How long should I wait before repeating the test?
If the test seems “off” due to collection or abstinence issues, repeating in 2–4 weeks is reasonable. If you’re making lifestyle changes, many clinicians recheck around 8–12 weeks to reflect a full cycle of sperm development.

What abstinence period is best before a semen analysis?
Most labs recommend 2–5 days. The key is consistency between tests. A longer abstinence window can increase count but sometimes reduce motility; a very short window can reduce count. Follow your lab’s instructions.

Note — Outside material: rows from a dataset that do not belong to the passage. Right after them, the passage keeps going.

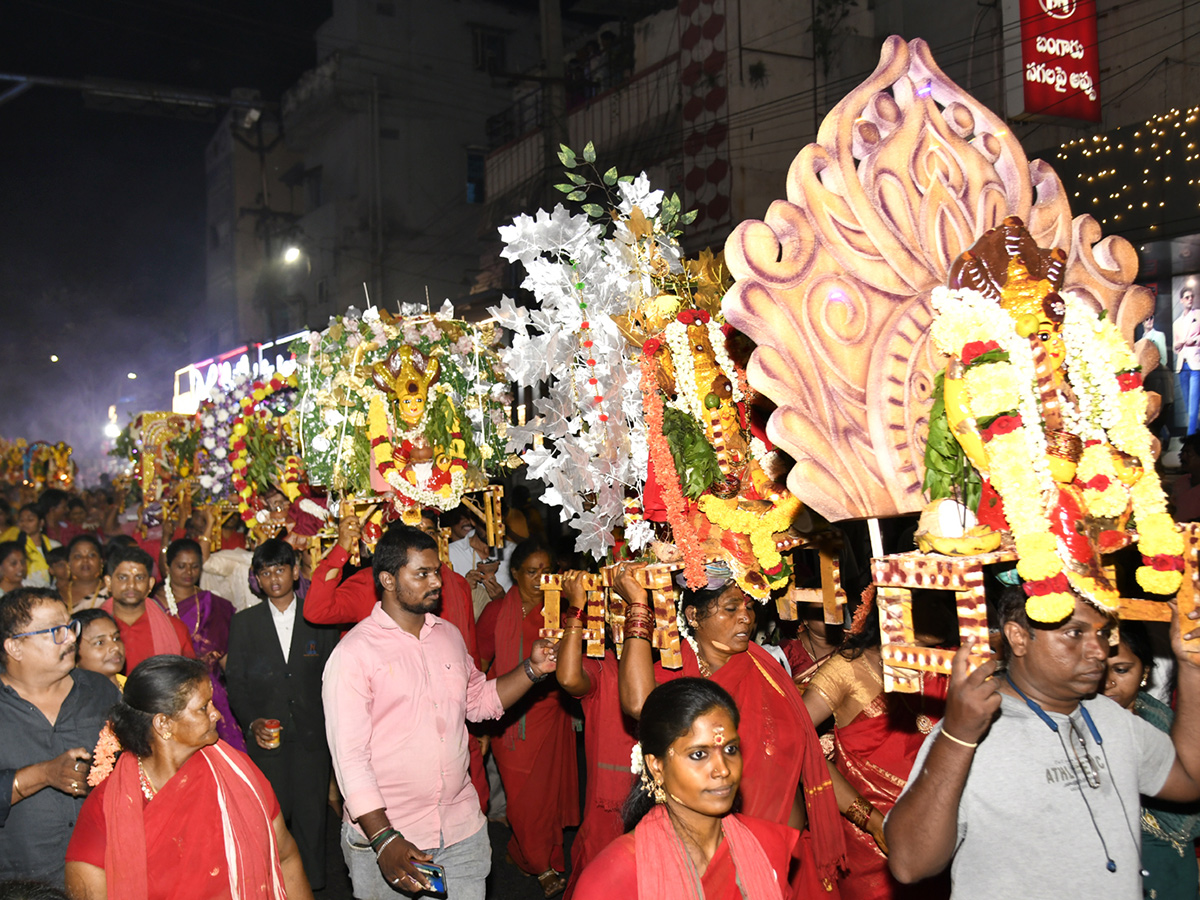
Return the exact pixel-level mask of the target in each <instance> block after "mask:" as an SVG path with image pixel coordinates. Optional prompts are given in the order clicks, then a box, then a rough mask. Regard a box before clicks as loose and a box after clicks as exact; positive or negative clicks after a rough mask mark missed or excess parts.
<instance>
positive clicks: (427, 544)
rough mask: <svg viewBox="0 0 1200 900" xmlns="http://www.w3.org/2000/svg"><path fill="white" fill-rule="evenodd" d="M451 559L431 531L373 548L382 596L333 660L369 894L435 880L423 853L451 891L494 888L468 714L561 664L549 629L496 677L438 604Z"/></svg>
mask: <svg viewBox="0 0 1200 900" xmlns="http://www.w3.org/2000/svg"><path fill="white" fill-rule="evenodd" d="M440 565H442V564H440V560H439V559H438V546H437V541H434V540H433V539H432V538H431V536H430V535H427V534H424V533H422V532H419V530H416V529H415V528H395V527H394V528H390V529H389V530H388V532H386V534H385V535H384V536H383V539H382V540H380V541H379V544H378V545H377V546H376V552H374V565H373V569H374V578H376V584H377V587H378V588H379V592H380V595H382V601H380V604H379V605H378V606H376V607H374V608H373V610H372V612H371V614H370V616H368V617H367V618H366V619H364V620H362V622H360V623H359V624H358V625H355V626H354V628H353V629H352V630H350V632H349V634H348V635H347V636H346V637H344V638H342V642H341V643H340V644H338V646H337V648H336V649H335V650H334V653H332V655H331V656H330V659H329V664H328V665H326V666H325V678H324V686H323V691H322V697H323V700H324V704H325V731H326V734H328V736H329V749H330V751H331V754H332V757H334V770H335V772H336V773H337V782H338V785H340V786H341V788H342V796H343V797H344V798H346V821H344V822H343V824H342V853H343V856H344V857H346V864H347V866H348V868H349V870H350V880H352V881H353V883H354V896H355V898H358V899H359V900H395V896H396V889H400V890H403V892H404V893H408V894H413V893H416V892H418V890H427V889H428V887H430V884H428V881H427V878H426V876H424V875H421V874H420V872H419V871H418V870H416V869H414V868H413V862H414V860H415V862H433V863H434V864H437V865H440V866H443V868H444V869H445V871H446V889H448V892H449V898H451V900H484V883H485V881H486V878H487V874H488V871H490V870H491V864H492V851H491V845H490V844H488V840H487V821H486V820H485V818H484V815H482V812H481V811H480V806H479V796H478V794H476V793H475V788H474V787H473V786H472V784H470V778H469V775H468V770H467V766H468V734H467V720H468V719H469V720H470V721H481V720H484V719H499V718H500V716H502V715H503V713H504V710H505V709H506V708H508V707H510V706H512V704H514V703H515V702H516V701H518V700H520V698H521V697H522V696H524V694H526V692H527V691H528V690H529V688H530V686H533V684H534V683H535V682H540V680H541V679H542V678H546V677H547V676H548V674H550V673H552V672H553V671H554V665H556V654H554V649H553V647H552V646H551V643H550V642H548V641H538V642H535V643H534V644H533V647H532V648H530V654H529V658H528V659H526V660H523V661H522V662H521V665H518V666H517V667H516V668H514V670H512V671H511V672H508V673H505V674H502V676H500V677H499V678H496V679H494V680H491V682H490V680H487V679H486V678H485V677H484V673H482V672H480V671H479V668H478V667H476V666H475V662H474V660H473V659H472V658H470V654H469V653H468V652H467V644H466V642H464V641H463V638H462V635H461V632H460V631H458V629H456V628H455V626H454V625H451V624H450V623H449V622H446V620H445V619H442V618H439V617H437V616H434V614H433V612H432V611H433V610H436V608H437V606H438V602H439V601H440V596H442V577H440V574H439V570H440Z"/></svg>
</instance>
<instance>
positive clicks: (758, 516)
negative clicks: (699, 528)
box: [698, 494, 800, 600]
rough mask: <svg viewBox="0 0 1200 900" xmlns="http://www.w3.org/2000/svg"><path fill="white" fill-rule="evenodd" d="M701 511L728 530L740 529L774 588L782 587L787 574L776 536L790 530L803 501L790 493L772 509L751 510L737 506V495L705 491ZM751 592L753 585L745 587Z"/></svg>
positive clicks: (778, 502) (745, 587)
mask: <svg viewBox="0 0 1200 900" xmlns="http://www.w3.org/2000/svg"><path fill="white" fill-rule="evenodd" d="M698 503H700V511H701V512H703V514H704V516H706V517H707V518H708V521H709V522H712V523H713V524H715V526H718V527H719V528H722V529H724V530H726V532H737V533H739V534H744V535H746V536H749V538H750V546H751V548H752V550H754V554H755V558H756V559H757V560H758V564H760V565H761V566H762V572H763V576H764V577H766V578H767V583H768V586H769V587H772V588H778V587H782V586H784V583H786V581H787V577H786V574H785V572H784V558H782V557H781V556H780V554H779V550H778V548H776V547H775V535H776V534H779V533H780V532H784V530H786V529H787V527H788V526H791V524H792V520H793V518H796V514H797V512H798V511H799V509H800V500H799V498H797V497H793V496H791V494H788V496H787V497H785V498H784V499H781V500H779V502H778V503H775V504H774V505H773V506H772V509H769V510H766V511H764V512H751V511H749V510H743V509H738V500H737V498H736V497H731V498H728V499H721V498H720V497H715V496H713V494H704V496H703V497H701V498H700V502H698ZM743 587H744V589H746V590H748V592H750V593H755V592H754V590H752V586H743ZM768 593H769V590H764V592H761V594H762V595H761V596H760V595H758V594H757V593H756V598H757V599H760V600H762V599H764V598H766V595H767V594H768Z"/></svg>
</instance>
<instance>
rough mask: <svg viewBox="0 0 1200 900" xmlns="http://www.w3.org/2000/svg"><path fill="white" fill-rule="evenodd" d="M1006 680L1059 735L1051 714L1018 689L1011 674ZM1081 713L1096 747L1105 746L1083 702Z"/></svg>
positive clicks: (1038, 716) (1079, 712) (1080, 704)
mask: <svg viewBox="0 0 1200 900" xmlns="http://www.w3.org/2000/svg"><path fill="white" fill-rule="evenodd" d="M1004 678H1006V679H1007V680H1008V683H1009V685H1010V686H1012V688H1013V690H1014V691H1016V692H1018V694H1020V695H1021V700H1024V701H1025V704H1026V706H1027V707H1028V708H1030V709H1032V710H1033V712H1034V713H1036V714H1037V716H1038V719H1040V720H1042V721H1044V722H1045V724H1046V725H1049V726H1050V731H1052V732H1054V733H1055V734H1057V733H1058V722H1056V721H1055V720H1054V719H1051V718H1050V714H1049V713H1046V710H1045V709H1043V708H1042V707H1040V706H1038V703H1037V701H1034V700H1032V698H1030V696H1028V695H1027V694H1026V692H1025V691H1022V690H1021V689H1020V688H1018V686H1016V683H1015V682H1014V680H1013V677H1012V676H1010V674H1007V673H1006V674H1004ZM1079 713H1080V715H1081V716H1082V718H1084V725H1086V726H1087V731H1088V732H1090V733H1091V736H1092V740H1094V742H1096V745H1097V746H1099V745H1100V744H1103V743H1104V739H1103V738H1102V737H1100V732H1099V731H1098V730H1097V727H1096V722H1093V721H1092V715H1091V713H1088V712H1087V707H1085V706H1084V703H1082V702H1080V704H1079Z"/></svg>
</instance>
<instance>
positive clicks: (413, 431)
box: [367, 394, 467, 510]
mask: <svg viewBox="0 0 1200 900" xmlns="http://www.w3.org/2000/svg"><path fill="white" fill-rule="evenodd" d="M431 406H432V402H427V403H426V404H425V410H424V412H422V413H421V419H420V421H419V422H418V424H416V425H415V426H413V427H412V428H409V430H408V431H406V432H403V433H402V434H401V436H400V437H401V438H402V439H406V440H412V439H413V438H414V437H419V436H421V434H424V431H425V428H424V425H425V422H426V420H427V418H428V415H427V414H428V410H430V407H431ZM367 422H368V437H370V440H371V449H372V450H373V451H374V454H376V468H377V469H378V472H379V475H380V476H382V478H383V479H384V481H386V482H388V485H389V486H390V487H391V488H392V490H394V491H395V492H396V493H397V494H398V496H400V497H402V498H403V499H406V500H407V502H408V503H407V505H409V506H433V508H434V509H439V510H449V509H454V508H455V506H457V505H458V504H460V503H462V496H463V494H464V493H466V492H467V473H466V468H464V466H454V470H452V472H451V473H450V484H449V485H448V486H444V487H442V488H437V490H430V488H427V487H424V486H421V485H414V484H413V482H410V481H409V480H408V479H406V478H404V476H403V475H402V474H401V472H400V469H398V468H396V449H395V448H394V446H392V443H391V442H392V438H391V437H390V436H389V424H390V415H389V413H388V402H386V401H385V400H384V397H383V395H382V394H380V395H377V396H374V397H372V398H371V409H370V413H368V415H367ZM455 433H456V434H457V432H455Z"/></svg>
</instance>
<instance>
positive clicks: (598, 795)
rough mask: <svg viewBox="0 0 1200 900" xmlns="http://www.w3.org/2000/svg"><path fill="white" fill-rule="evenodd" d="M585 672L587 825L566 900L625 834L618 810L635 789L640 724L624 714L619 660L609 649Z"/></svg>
mask: <svg viewBox="0 0 1200 900" xmlns="http://www.w3.org/2000/svg"><path fill="white" fill-rule="evenodd" d="M583 671H584V672H586V673H587V676H588V680H589V682H592V690H590V691H588V692H587V694H586V695H583V696H582V697H580V704H581V706H582V707H583V755H584V757H586V763H587V793H586V796H584V798H583V824H581V826H580V830H578V832H577V833H576V834H575V840H574V841H572V842H571V877H570V880H569V881H568V882H566V890H565V892H564V894H563V900H570V898H571V895H572V894H574V893H575V886H576V883H577V882H578V880H580V875H581V874H582V872H583V870H584V869H586V868H587V865H588V863H590V862H592V860H593V859H595V857H596V856H599V853H600V852H601V851H602V850H604V848H605V847H607V846H608V845H610V844H612V842H613V841H614V840H617V838H619V836H620V835H622V834H623V833H624V832H625V823H624V822H623V821H622V818H620V808H622V806H623V805H624V803H625V798H626V797H629V790H630V788H631V787H632V785H634V773H632V772H631V770H630V768H629V766H630V756H631V754H632V750H634V744H636V743H637V738H636V737H635V734H636V732H637V725H636V722H634V720H631V719H630V718H628V716H626V715H625V714H624V713H622V712H620V694H619V691H620V688H619V685H618V683H617V658H616V656H614V655H613V653H612V652H611V650H606V652H605V655H604V659H588V658H587V656H584V658H583Z"/></svg>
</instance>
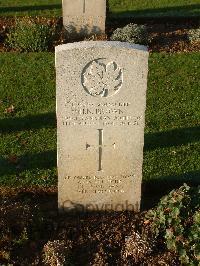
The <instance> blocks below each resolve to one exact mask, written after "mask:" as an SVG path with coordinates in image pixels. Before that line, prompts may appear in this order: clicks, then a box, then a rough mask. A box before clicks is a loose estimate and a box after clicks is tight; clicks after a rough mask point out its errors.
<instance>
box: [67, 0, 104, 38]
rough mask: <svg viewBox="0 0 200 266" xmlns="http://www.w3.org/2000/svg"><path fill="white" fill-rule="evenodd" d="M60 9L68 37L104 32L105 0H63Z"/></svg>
mask: <svg viewBox="0 0 200 266" xmlns="http://www.w3.org/2000/svg"><path fill="white" fill-rule="evenodd" d="M62 9H63V24H64V27H65V29H66V31H67V34H68V36H69V37H87V36H90V35H92V34H96V35H99V34H103V33H105V20H106V0H63V1H62Z"/></svg>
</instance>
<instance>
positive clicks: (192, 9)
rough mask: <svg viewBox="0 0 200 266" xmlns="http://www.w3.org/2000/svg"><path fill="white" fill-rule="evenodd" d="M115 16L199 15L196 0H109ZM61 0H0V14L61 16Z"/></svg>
mask: <svg viewBox="0 0 200 266" xmlns="http://www.w3.org/2000/svg"><path fill="white" fill-rule="evenodd" d="M109 4H110V11H111V12H112V13H113V14H114V15H117V16H134V17H160V16H167V17H171V16H172V17H173V16H186V17H188V16H199V13H200V4H199V1H198V0H152V1H150V0H109ZM61 13H62V12H61V0H33V1H30V0H0V16H13V15H16V16H24V15H43V16H61Z"/></svg>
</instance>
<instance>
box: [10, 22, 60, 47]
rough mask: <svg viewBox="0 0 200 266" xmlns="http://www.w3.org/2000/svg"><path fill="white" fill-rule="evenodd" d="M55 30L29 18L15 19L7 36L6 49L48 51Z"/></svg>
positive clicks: (54, 31) (53, 27) (50, 46)
mask: <svg viewBox="0 0 200 266" xmlns="http://www.w3.org/2000/svg"><path fill="white" fill-rule="evenodd" d="M55 36H56V29H55V27H52V26H50V25H48V24H47V23H44V22H43V23H42V22H39V21H35V20H33V19H32V18H30V17H25V18H22V19H16V24H15V26H14V27H13V28H11V30H10V31H9V33H8V35H7V40H6V44H7V46H8V47H10V48H12V49H15V50H17V51H21V52H42V51H47V50H49V49H50V48H51V47H52V45H53V42H54V39H55Z"/></svg>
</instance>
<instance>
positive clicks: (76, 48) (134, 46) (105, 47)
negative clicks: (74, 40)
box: [55, 41, 148, 53]
mask: <svg viewBox="0 0 200 266" xmlns="http://www.w3.org/2000/svg"><path fill="white" fill-rule="evenodd" d="M93 47H97V48H101V47H102V48H109V47H116V48H124V49H135V50H140V51H143V52H148V48H147V47H146V46H144V45H140V44H130V43H128V42H116V41H83V42H74V43H67V44H62V45H58V46H56V47H55V52H56V53H58V52H62V51H65V50H73V49H85V48H93Z"/></svg>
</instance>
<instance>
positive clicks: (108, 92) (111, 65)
mask: <svg viewBox="0 0 200 266" xmlns="http://www.w3.org/2000/svg"><path fill="white" fill-rule="evenodd" d="M83 86H84V87H85V88H86V90H87V91H88V93H89V94H90V95H92V96H101V97H108V96H111V95H113V94H115V93H117V92H118V91H119V89H120V88H121V86H122V70H121V69H120V68H119V67H118V66H117V64H116V63H115V62H109V63H108V64H104V63H100V62H98V61H93V62H92V63H91V64H90V65H89V67H88V68H87V69H86V70H85V73H84V74H83Z"/></svg>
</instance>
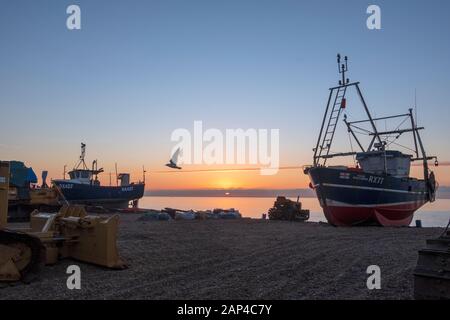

My morphology is low but everything else is okay. Is that borderline?
It can be. Isolated low morphology is common and may not be decisive on its own. If count and motility are strong and the total motile sperm count is good, the practical impact may be limited. A repeat test helps confirm whether it’s persistent.

What’s more important: concentration or total motile sperm count (TMSC)?
TMSC often tracks real-world chances better because it incorporates volume and motility. Concentration can look “borderline” while TMSC is adequate (or vice versa). If you’re trying to decide what a result means, TMSC is a useful anchor.

Could a fever or COVID really cause borderline results?
Yes. Febrile illness can temporarily lower sperm count and motility, sometimes for weeks. If you had a significant fever in the prior 2–3 months, it’s a strong reason to repeat the test rather than assume the result is your baseline.

When should I worry about low semen volume?
One low-volume sample can be simple (missed collection, short abstinence, dehydration). Repeated low volume—especially very low volume—deserves evaluation to rule out retrograde ejaculation, obstruction/ejaculatory duct issues, or other causes.

Does a varicocele cause borderline semen analysis results?
It can. Varicoceles are common and can be associated with lower motility, lower count, and higher DNA fragmentation in some men. A physical exam is often the first step; ultrasound may be used selectively.

Should I get DNA fragmentation testing if my results are borderline?
Sometimes, but not always. It may be more useful if you have persistent unexplained borderline parameters, recurrent pregnancy loss, or repeated assisted reproduction failure. It’s a conversation to have once the basics (repeat SA, exam, and reversible factors) are addressed. [*1]

Do supplements help borderline semen analysis results?
Some men see improvements, especially when a deficiency or oxidative stress is part of the picture, but results vary. Supplements are not a substitute for fixing heat exposure, nicotine/cannabis, heavy alcohol, poor sleep, or untreated medical issues. If you use supplements, give it time (often 8–12 weeks) and re-test. [*2]

When is it time to see a reproductive urologist?
If you’ve had two semen analyses showing persistent abnormalities, if you have symptoms (pain, very low volume, sexual/ejaculatory issues), if there’s a known risk factor (undescended testicle, prior chemo, testosterone use), or if time is tight due to partner age—those are all good reasons to get a specialist involved.

References

  1. World Health Organization. WHO Laboratory Manual for the Examination and Processing of Human Semen, 6th ed. (2021).
  2. American Urological Association (AUA) / American Society for Reproductive Medicine (ASRM). Diagnosis and Treatment of Infertility in Men: Guideline (updated periodically).
  3. European Association of Urology (EAU). Guidelines on Sexual and Reproductive Health (Male infertility section; updated periodically).
  4. Practice Committee of the American Society for Reproductive Medicine. Guidance documents on semen analysis interpretation and male infertility evaluation (updated periodically).